Le garçon bondit en avant et disparait à l’étage. Lana et Marc le rejoignent dans le grenier alors que Tama vient d’ôter les scellés du sas. Il se tient droit comme un I devant le panneau de contrôle, et appuie sur un bouton carré, vert, à l’arrivée de ses grands-parents, mais rien ne se produit. Face à lui, la porte demeure obstinément close.

-          Je suis sûr que j’ai fait tout ce qu’il fallait, papi. Mais ça ne veut pas s’ouvrir…
-          Laisse moi voir ça, fiston, lui dit Marc en s’approchant du pupitre.

Il reprend la procédure à zéro, mais sans succès. Lana commence à s’impatienter.

-          Il va vraiment falloir que je le fasse ? s’écrie-t-elle soudain. Dois-je vous rappeler ce qui va se produire si nous n’arrivons pas à accéder au nid ? Je t’avais dit, Marc, de maintenir le sas en état de fonctionnement ! Tu vois où ça nos mène, ton imprévoyance ?
-          Mais il marchait parfaitement il y a à peine trois jours ! réplique le vieil homme, excédé.

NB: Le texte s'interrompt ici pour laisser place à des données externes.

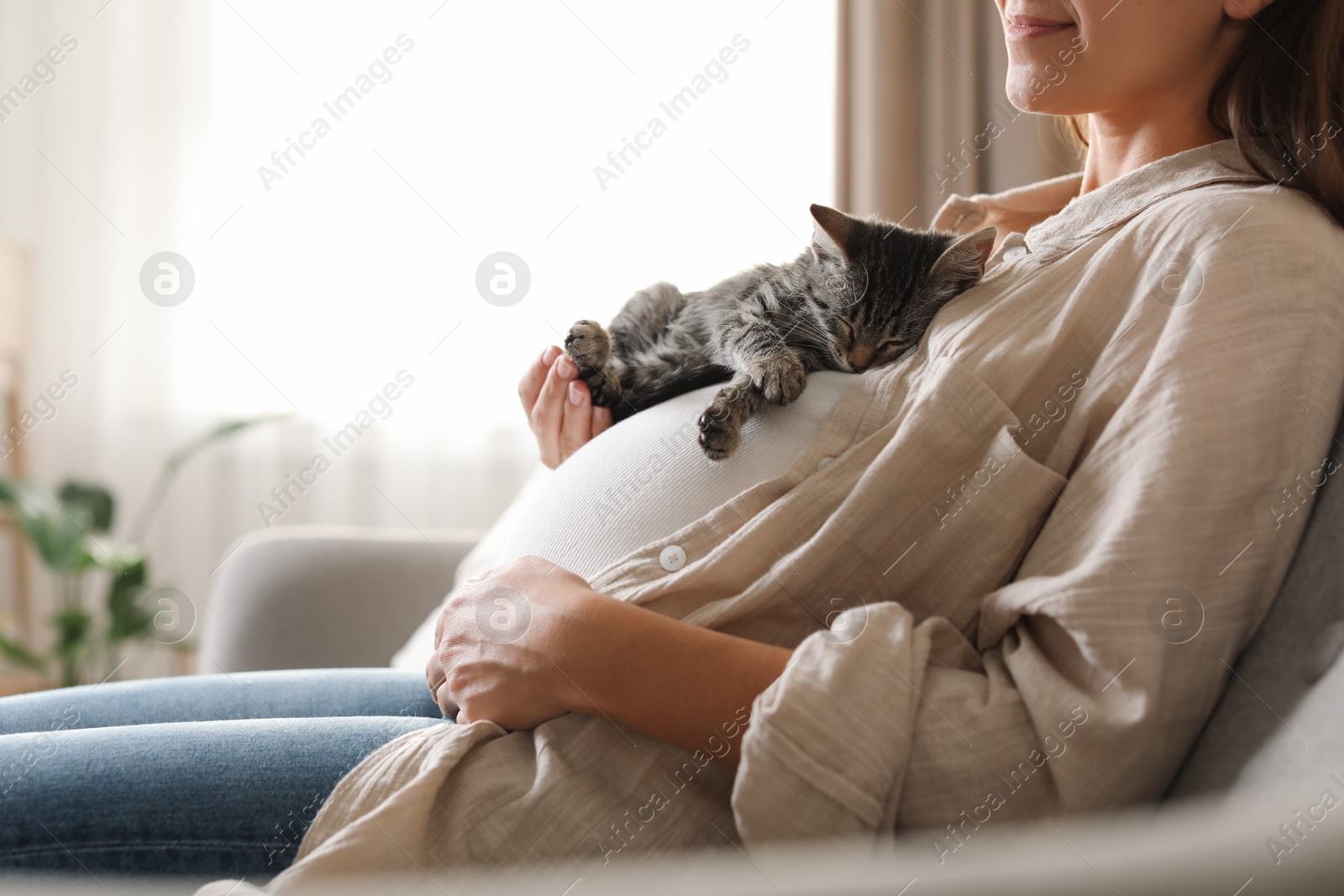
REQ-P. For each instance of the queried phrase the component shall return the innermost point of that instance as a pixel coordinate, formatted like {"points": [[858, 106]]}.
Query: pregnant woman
{"points": [[914, 597]]}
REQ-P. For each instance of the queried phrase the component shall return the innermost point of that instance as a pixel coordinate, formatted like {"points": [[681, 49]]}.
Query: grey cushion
{"points": [[1280, 725], [309, 597]]}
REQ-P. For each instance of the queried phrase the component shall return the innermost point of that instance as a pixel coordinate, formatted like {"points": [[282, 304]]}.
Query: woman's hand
{"points": [[530, 641], [497, 642], [558, 407]]}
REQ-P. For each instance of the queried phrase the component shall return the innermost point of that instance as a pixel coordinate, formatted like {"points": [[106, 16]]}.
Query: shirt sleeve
{"points": [[1198, 452]]}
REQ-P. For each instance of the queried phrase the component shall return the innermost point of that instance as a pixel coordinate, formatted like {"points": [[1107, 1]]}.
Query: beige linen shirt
{"points": [[1015, 564]]}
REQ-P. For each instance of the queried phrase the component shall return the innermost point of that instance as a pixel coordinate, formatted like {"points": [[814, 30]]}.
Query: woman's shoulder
{"points": [[1256, 219]]}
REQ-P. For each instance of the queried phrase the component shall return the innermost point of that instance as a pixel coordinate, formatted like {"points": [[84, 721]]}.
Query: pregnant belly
{"points": [[647, 477]]}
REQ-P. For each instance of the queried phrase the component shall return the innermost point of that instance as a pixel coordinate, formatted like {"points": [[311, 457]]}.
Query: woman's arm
{"points": [[530, 642]]}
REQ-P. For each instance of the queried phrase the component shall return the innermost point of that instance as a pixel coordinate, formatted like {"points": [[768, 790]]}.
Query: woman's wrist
{"points": [[678, 683]]}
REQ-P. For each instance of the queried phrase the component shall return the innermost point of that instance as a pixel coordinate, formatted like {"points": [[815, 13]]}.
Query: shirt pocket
{"points": [[974, 497]]}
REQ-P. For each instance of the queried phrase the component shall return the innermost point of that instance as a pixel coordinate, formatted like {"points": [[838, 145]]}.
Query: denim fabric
{"points": [[202, 777]]}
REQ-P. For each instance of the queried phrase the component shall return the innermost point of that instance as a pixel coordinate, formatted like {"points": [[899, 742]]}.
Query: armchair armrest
{"points": [[323, 597]]}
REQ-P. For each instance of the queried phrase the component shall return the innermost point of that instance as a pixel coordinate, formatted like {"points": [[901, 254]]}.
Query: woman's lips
{"points": [[1023, 29]]}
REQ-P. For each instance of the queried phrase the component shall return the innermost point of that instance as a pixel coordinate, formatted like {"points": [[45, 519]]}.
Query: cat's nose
{"points": [[860, 359]]}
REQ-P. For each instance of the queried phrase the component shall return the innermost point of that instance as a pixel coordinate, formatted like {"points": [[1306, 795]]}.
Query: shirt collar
{"points": [[1055, 219]]}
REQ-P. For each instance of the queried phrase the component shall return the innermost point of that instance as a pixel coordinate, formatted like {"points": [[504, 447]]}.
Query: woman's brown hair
{"points": [[1281, 98]]}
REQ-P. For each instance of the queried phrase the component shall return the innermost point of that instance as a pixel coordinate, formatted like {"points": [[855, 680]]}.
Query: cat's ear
{"points": [[833, 234], [963, 264]]}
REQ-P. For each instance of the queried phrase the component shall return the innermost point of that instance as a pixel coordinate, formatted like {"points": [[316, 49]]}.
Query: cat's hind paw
{"points": [[589, 347], [721, 432], [781, 378]]}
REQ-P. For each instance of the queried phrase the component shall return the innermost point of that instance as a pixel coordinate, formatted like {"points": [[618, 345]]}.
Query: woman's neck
{"points": [[1122, 143]]}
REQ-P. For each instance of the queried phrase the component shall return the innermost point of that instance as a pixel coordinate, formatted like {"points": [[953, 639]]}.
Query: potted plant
{"points": [[69, 532]]}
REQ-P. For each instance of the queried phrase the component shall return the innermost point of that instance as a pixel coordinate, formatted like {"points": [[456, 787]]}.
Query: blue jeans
{"points": [[205, 777]]}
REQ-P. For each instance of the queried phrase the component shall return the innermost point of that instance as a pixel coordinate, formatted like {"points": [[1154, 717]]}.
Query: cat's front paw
{"points": [[721, 432], [781, 378], [588, 345]]}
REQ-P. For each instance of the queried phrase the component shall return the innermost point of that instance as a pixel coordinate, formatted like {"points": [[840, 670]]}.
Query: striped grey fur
{"points": [[864, 293]]}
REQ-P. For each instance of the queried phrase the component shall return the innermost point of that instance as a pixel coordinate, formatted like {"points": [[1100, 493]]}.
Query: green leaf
{"points": [[93, 499], [159, 490], [125, 617], [55, 531]]}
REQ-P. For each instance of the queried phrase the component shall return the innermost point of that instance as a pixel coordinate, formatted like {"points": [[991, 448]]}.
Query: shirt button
{"points": [[672, 558]]}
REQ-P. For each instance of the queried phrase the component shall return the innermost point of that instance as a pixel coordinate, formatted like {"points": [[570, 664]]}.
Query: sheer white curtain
{"points": [[450, 132]]}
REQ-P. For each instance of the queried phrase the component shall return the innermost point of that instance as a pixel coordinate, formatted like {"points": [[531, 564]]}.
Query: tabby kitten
{"points": [[860, 296]]}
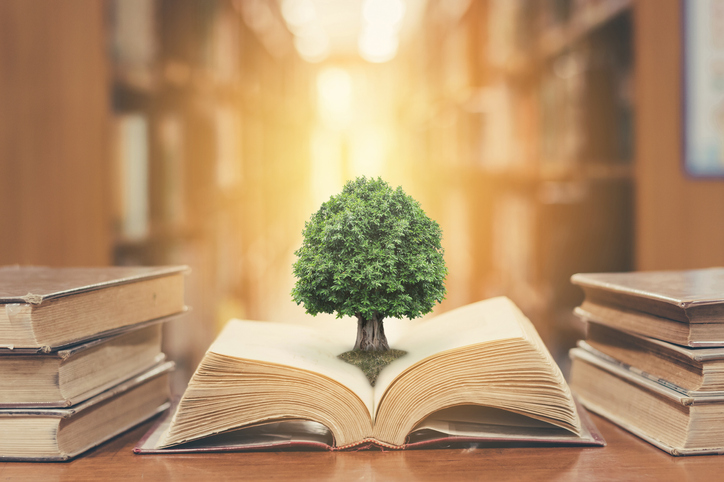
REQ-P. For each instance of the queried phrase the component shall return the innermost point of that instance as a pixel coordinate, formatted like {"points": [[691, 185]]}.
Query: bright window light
{"points": [[378, 44], [312, 43], [383, 12], [334, 86], [298, 12]]}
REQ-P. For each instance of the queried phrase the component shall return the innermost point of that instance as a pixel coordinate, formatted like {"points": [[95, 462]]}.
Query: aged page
{"points": [[484, 321], [295, 346]]}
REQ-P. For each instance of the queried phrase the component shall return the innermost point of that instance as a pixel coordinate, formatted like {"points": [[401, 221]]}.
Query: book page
{"points": [[481, 322], [296, 346]]}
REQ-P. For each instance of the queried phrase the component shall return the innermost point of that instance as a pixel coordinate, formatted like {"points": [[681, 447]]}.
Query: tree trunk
{"points": [[371, 334]]}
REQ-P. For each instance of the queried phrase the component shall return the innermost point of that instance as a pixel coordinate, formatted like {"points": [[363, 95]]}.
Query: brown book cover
{"points": [[689, 296], [48, 308], [43, 434]]}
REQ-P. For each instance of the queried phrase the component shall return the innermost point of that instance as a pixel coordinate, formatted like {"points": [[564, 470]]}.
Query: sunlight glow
{"points": [[298, 12], [378, 44], [378, 41], [312, 43], [383, 12], [334, 89]]}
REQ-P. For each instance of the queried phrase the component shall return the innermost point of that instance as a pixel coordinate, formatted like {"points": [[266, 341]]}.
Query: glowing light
{"points": [[334, 88], [378, 44], [298, 12], [383, 12], [312, 43], [379, 41]]}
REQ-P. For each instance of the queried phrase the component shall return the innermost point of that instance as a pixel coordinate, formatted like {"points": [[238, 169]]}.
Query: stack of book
{"points": [[80, 355], [653, 358]]}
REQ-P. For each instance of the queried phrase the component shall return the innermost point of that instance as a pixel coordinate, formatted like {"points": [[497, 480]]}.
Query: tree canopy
{"points": [[370, 252]]}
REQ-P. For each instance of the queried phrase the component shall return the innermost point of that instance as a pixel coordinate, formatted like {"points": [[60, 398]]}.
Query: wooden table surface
{"points": [[625, 458]]}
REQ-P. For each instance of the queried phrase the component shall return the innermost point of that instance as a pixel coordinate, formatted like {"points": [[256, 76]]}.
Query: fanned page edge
{"points": [[147, 444]]}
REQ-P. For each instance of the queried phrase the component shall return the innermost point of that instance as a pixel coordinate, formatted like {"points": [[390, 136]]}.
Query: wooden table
{"points": [[625, 458]]}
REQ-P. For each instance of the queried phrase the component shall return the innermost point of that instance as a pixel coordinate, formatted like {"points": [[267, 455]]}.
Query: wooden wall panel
{"points": [[54, 111], [679, 220]]}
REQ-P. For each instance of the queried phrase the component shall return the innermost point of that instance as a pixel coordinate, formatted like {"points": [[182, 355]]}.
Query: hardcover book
{"points": [[697, 371], [656, 410], [69, 376], [50, 308], [681, 307], [45, 434], [477, 373]]}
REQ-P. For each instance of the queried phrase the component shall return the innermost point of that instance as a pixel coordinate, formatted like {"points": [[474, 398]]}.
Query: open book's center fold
{"points": [[485, 354]]}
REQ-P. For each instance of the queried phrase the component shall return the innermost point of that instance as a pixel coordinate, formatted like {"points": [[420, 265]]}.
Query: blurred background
{"points": [[545, 136]]}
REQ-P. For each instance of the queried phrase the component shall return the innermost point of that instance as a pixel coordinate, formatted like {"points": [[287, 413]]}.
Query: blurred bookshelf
{"points": [[529, 114], [209, 99]]}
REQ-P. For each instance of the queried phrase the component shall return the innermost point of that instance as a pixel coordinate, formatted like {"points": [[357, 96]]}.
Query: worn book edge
{"points": [[677, 451], [644, 380], [143, 274], [147, 445]]}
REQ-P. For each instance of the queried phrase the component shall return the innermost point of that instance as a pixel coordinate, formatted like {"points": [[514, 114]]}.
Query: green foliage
{"points": [[371, 362], [370, 251]]}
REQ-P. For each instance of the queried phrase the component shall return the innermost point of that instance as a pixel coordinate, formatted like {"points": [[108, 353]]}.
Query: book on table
{"points": [[478, 373], [46, 309], [681, 307], [69, 376], [697, 371], [668, 416], [56, 434]]}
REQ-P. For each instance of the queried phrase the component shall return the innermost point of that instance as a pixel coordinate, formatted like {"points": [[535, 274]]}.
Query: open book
{"points": [[480, 372]]}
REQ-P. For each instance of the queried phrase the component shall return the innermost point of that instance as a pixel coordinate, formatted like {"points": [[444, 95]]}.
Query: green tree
{"points": [[370, 252]]}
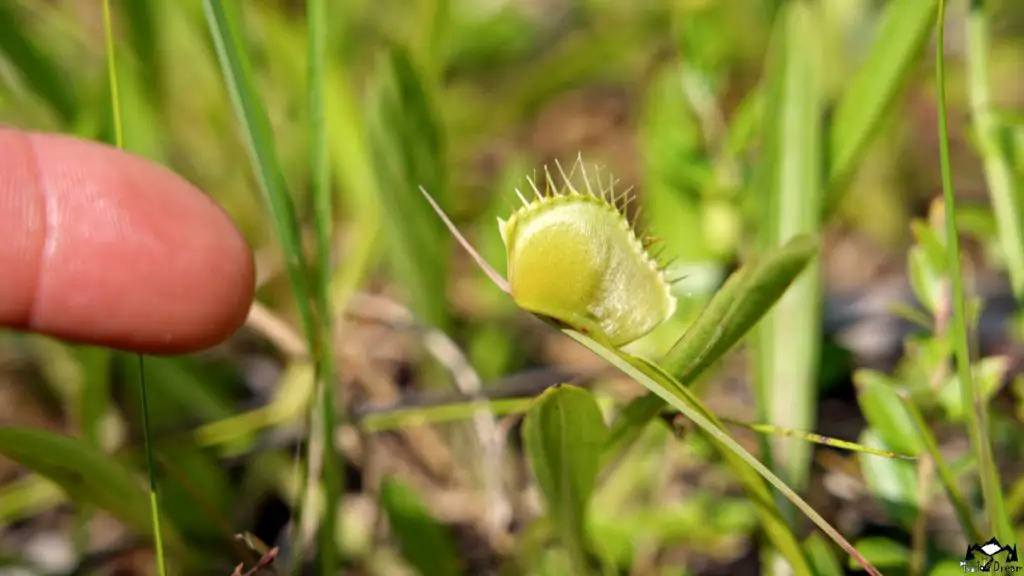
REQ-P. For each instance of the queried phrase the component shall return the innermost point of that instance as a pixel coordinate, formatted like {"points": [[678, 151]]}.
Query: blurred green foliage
{"points": [[739, 122]]}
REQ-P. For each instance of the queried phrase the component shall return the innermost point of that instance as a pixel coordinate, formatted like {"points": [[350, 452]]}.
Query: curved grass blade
{"points": [[817, 439], [86, 475], [1005, 187], [40, 73], [977, 422], [563, 433], [787, 340], [323, 415], [425, 543], [119, 141], [670, 389], [902, 36]]}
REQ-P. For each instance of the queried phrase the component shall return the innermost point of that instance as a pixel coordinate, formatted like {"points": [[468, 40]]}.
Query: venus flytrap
{"points": [[574, 261]]}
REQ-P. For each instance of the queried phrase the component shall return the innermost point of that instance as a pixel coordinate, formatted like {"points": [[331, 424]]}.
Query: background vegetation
{"points": [[740, 124]]}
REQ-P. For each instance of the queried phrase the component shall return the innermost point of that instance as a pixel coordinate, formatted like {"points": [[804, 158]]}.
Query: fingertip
{"points": [[113, 250]]}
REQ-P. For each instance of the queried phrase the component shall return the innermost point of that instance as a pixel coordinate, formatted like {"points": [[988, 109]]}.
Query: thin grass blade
{"points": [[977, 420]]}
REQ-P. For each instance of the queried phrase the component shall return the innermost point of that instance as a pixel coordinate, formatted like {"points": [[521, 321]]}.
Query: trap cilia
{"points": [[576, 260]]}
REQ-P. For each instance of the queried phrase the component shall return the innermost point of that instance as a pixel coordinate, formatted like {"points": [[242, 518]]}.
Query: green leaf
{"points": [[821, 557], [933, 244], [40, 73], [741, 302], [988, 373], [885, 411], [884, 552], [407, 148], [1006, 186], [424, 542], [563, 434], [787, 343], [86, 475], [926, 279], [749, 469], [902, 35], [892, 482]]}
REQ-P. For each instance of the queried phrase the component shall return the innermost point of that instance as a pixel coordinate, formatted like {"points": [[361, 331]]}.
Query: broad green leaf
{"points": [[787, 341], [885, 411], [86, 475], [901, 37], [884, 552], [563, 434], [424, 542], [749, 469], [407, 150], [741, 302]]}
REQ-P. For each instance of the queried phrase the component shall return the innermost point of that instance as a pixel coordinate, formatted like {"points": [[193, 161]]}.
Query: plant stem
{"points": [[970, 395], [119, 141]]}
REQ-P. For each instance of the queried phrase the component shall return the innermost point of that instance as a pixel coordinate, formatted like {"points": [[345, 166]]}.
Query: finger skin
{"points": [[100, 247]]}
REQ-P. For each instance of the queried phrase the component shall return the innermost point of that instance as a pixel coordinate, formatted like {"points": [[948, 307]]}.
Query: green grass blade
{"points": [[1004, 186], [787, 342], [942, 467], [425, 543], [999, 525], [817, 439], [407, 148], [902, 35], [119, 139], [324, 219], [259, 142], [749, 468], [42, 74], [735, 309], [87, 476], [563, 434]]}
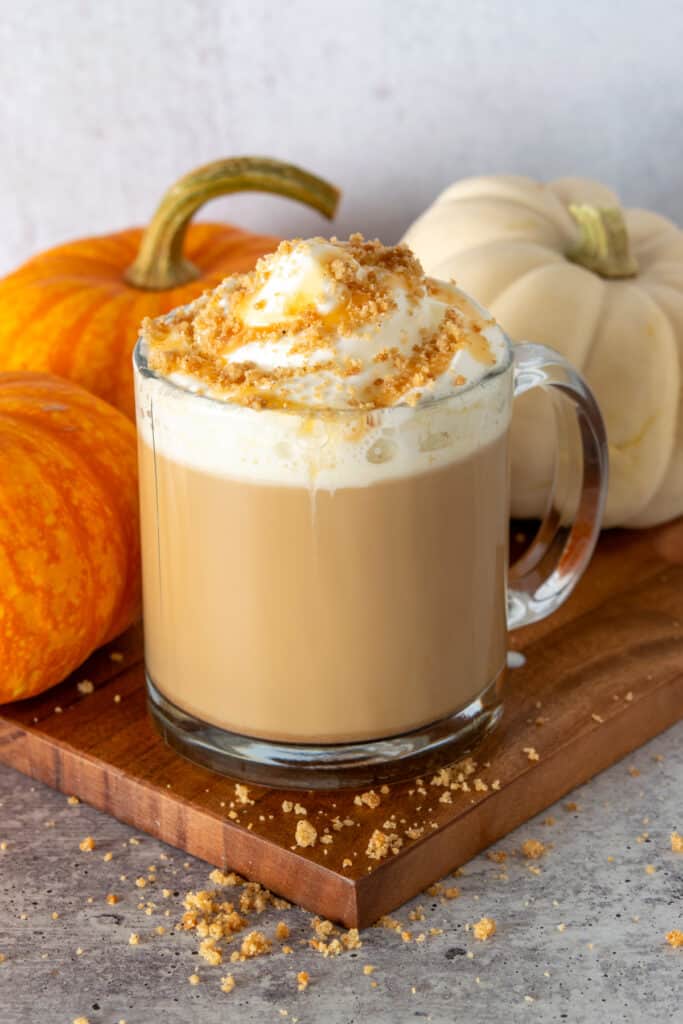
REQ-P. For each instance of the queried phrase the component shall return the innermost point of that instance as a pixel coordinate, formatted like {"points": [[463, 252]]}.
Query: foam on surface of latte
{"points": [[350, 336]]}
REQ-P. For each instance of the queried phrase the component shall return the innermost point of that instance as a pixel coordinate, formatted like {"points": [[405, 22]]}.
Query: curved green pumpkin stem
{"points": [[603, 245], [160, 263]]}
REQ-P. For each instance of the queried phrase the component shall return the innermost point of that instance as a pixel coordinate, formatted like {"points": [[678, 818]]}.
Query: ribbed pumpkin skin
{"points": [[70, 576], [70, 311]]}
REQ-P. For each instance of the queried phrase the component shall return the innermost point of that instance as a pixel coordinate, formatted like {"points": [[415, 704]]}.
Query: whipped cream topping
{"points": [[328, 325]]}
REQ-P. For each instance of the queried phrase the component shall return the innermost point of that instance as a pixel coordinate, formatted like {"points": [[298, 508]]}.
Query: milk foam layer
{"points": [[331, 365], [318, 451]]}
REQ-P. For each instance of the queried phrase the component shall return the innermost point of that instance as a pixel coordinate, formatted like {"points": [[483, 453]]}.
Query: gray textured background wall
{"points": [[102, 104]]}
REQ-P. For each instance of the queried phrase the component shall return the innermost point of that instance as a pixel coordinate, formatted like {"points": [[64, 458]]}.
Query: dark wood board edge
{"points": [[145, 807], [522, 798], [355, 903]]}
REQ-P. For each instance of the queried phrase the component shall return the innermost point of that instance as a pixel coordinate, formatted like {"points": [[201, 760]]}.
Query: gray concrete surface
{"points": [[607, 964], [102, 105]]}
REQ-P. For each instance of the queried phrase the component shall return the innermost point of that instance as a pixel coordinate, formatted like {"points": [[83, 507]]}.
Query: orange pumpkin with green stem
{"points": [[70, 576], [75, 310]]}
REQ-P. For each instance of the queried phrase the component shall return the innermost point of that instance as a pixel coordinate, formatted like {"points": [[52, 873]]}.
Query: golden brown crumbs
{"points": [[303, 980], [254, 944], [196, 340], [483, 929], [380, 844], [389, 923], [323, 928], [305, 834], [370, 799], [242, 794], [498, 856], [351, 939], [221, 879], [210, 951]]}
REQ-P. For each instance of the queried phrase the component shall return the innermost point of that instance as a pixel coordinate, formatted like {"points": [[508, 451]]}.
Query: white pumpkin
{"points": [[562, 264]]}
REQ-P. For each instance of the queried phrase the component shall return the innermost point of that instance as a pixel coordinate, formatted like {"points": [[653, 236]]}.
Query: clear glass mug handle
{"points": [[547, 572]]}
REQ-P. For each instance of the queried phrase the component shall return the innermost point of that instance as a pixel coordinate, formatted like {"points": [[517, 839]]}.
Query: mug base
{"points": [[330, 766]]}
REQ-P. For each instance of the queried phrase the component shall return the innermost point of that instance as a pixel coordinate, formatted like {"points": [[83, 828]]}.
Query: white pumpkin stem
{"points": [[603, 245]]}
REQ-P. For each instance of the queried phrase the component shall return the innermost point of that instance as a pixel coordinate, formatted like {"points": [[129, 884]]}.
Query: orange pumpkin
{"points": [[75, 310], [69, 529]]}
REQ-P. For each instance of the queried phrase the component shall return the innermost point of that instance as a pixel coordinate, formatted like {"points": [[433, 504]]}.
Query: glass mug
{"points": [[326, 593]]}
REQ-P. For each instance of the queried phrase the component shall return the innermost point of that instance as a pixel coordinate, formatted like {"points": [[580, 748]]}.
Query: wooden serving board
{"points": [[601, 676]]}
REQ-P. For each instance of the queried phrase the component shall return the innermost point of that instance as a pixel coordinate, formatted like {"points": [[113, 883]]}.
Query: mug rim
{"points": [[141, 368]]}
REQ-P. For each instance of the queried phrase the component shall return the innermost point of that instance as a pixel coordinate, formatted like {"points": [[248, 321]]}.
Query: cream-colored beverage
{"points": [[332, 617], [324, 483]]}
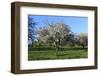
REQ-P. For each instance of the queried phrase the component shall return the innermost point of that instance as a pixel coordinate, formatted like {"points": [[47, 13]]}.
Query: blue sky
{"points": [[76, 23]]}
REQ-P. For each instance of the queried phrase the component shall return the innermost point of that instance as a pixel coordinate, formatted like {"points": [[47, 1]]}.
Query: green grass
{"points": [[51, 53]]}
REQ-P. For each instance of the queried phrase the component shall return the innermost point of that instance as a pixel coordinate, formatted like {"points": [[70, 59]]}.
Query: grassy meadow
{"points": [[51, 53]]}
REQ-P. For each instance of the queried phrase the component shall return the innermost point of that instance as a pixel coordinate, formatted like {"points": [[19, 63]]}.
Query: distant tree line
{"points": [[55, 35]]}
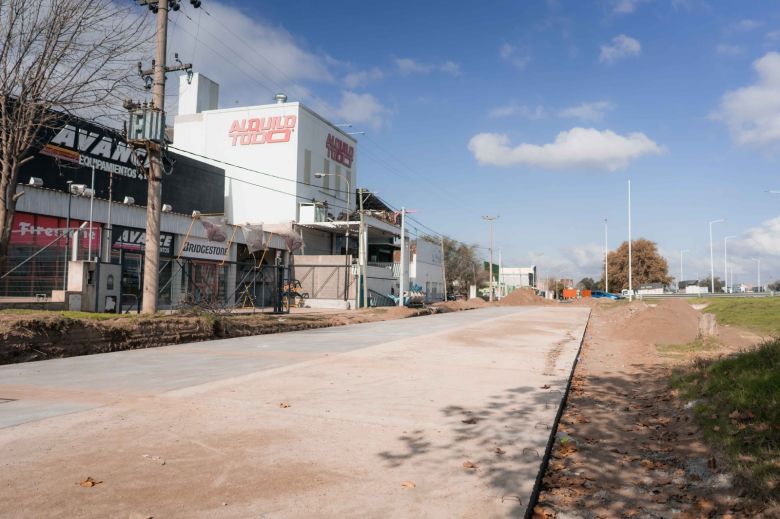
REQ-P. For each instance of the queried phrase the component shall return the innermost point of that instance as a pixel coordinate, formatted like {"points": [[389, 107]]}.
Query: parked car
{"points": [[600, 294]]}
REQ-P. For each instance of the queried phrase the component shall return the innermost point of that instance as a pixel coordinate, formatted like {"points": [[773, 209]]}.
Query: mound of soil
{"points": [[523, 297], [669, 322]]}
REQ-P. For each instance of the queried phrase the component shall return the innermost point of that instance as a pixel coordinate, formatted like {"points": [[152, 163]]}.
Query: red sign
{"points": [[39, 231], [262, 130], [340, 151]]}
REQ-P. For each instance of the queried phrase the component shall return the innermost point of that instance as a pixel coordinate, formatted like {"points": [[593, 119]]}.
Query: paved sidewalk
{"points": [[197, 430]]}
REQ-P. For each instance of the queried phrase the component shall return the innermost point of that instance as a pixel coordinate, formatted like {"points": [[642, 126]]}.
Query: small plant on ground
{"points": [[738, 405]]}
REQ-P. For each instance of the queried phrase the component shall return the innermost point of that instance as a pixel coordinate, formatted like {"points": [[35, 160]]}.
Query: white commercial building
{"points": [[284, 163], [270, 154]]}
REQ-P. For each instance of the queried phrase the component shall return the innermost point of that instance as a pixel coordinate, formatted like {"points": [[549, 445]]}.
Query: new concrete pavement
{"points": [[370, 420]]}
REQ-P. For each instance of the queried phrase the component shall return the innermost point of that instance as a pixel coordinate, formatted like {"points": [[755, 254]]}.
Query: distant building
{"points": [[651, 289], [518, 277]]}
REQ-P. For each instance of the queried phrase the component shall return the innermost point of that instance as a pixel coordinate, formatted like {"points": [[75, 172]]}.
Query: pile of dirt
{"points": [[523, 297], [465, 304], [42, 336], [669, 322]]}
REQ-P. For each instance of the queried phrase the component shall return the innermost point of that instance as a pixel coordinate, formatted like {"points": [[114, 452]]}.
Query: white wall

De rage, il donne un violent coup de poing sur le pupitre. Dans un chuintement, le sas se libère enfin de ses derniers verrous et bascule sur le côté, libérant le passage.

-          Et bien voilà ! Il suffisait de le demander gentiment ! énonce Marc avec un petit air suffisant. Mais assez perdu de temps. Grimpe vite, Tama, nous te rejoignons là haut.
-          Mais… Commence l’enfant. Et Anton ? Tu crois qu’ils l’ont déjà sauvé, papi ?
-          Anton est… Je veux dire… Anton est sûrement déjà là-haut, et je suis persuadée qu’il t’attend, répond Lana en poussant Tama dans le dos.

Le garçon est déjà en haut depuis près d’une minute lorsque Marc le rejoint, exténué. Il prend pied dans la minuscule guérite, et se penche pour aider Lana à gravir les derniers échelons.
Le « nid d’aigle » est en fait un simple promontoire, exposé aux quatre vents, mais protégé de l’humidité ambiante par un champ de force miroitant : les gouttes d’eau glissent sur la membrane irisée sans parvenir à l’entamer.

Marc inspire à fond. Depuis le temps qu’ils sont cloitrés à l’intérieur, revoir la lumière naturelle, même masquée par d’épais nuages noirs, lui fait du bien.

-          Regardez, papi, mamie, la chaloupe arrive ! s’écrie soudain Tama en pointant un doigt vers le ciel.
Le frêle canot de sauvetage s’est posté juste au dessus d’eux. Soutenu par ses quatre réacteurs a-grav, il fait du surplace en les attendant. Mais dès que l’un des marins signale l’arrivée de la famille Delgan, ils se mettent à perdre de l’altitude, se rapprochant progressivement des naufragés.

-          Il paraît que nous sommes les derniers, murmure Lana, dans un souffle.
-          Il était temps qu’ils viennent nous chercher, alors, maugréé Marc en continuant de sourire à l’adresse du bateau.
A cet instant, un grondement soudain le fait se retourner, et son visage devient d’une pâleur de craie.

-          La vague ! Elle est déjà sur nous ! s’écrie-t-il en se mettant à faire des gestes frénétiques en direction du canot de sauvetage de l’Intrépide.

Ceux-ci viennent de larguer une courte échelle, et Tama en entame la montée. Les champs de force du Nid d’Aigle des Delgan et de la chaloupe se touchent brièvement, puis fusionnent complètement au moment où Tama atteint le milieu de l’échelle. Une bourrasque manque de le faire tomber, mais il s’accroche, et parvient à ne pas regarder vers le bas.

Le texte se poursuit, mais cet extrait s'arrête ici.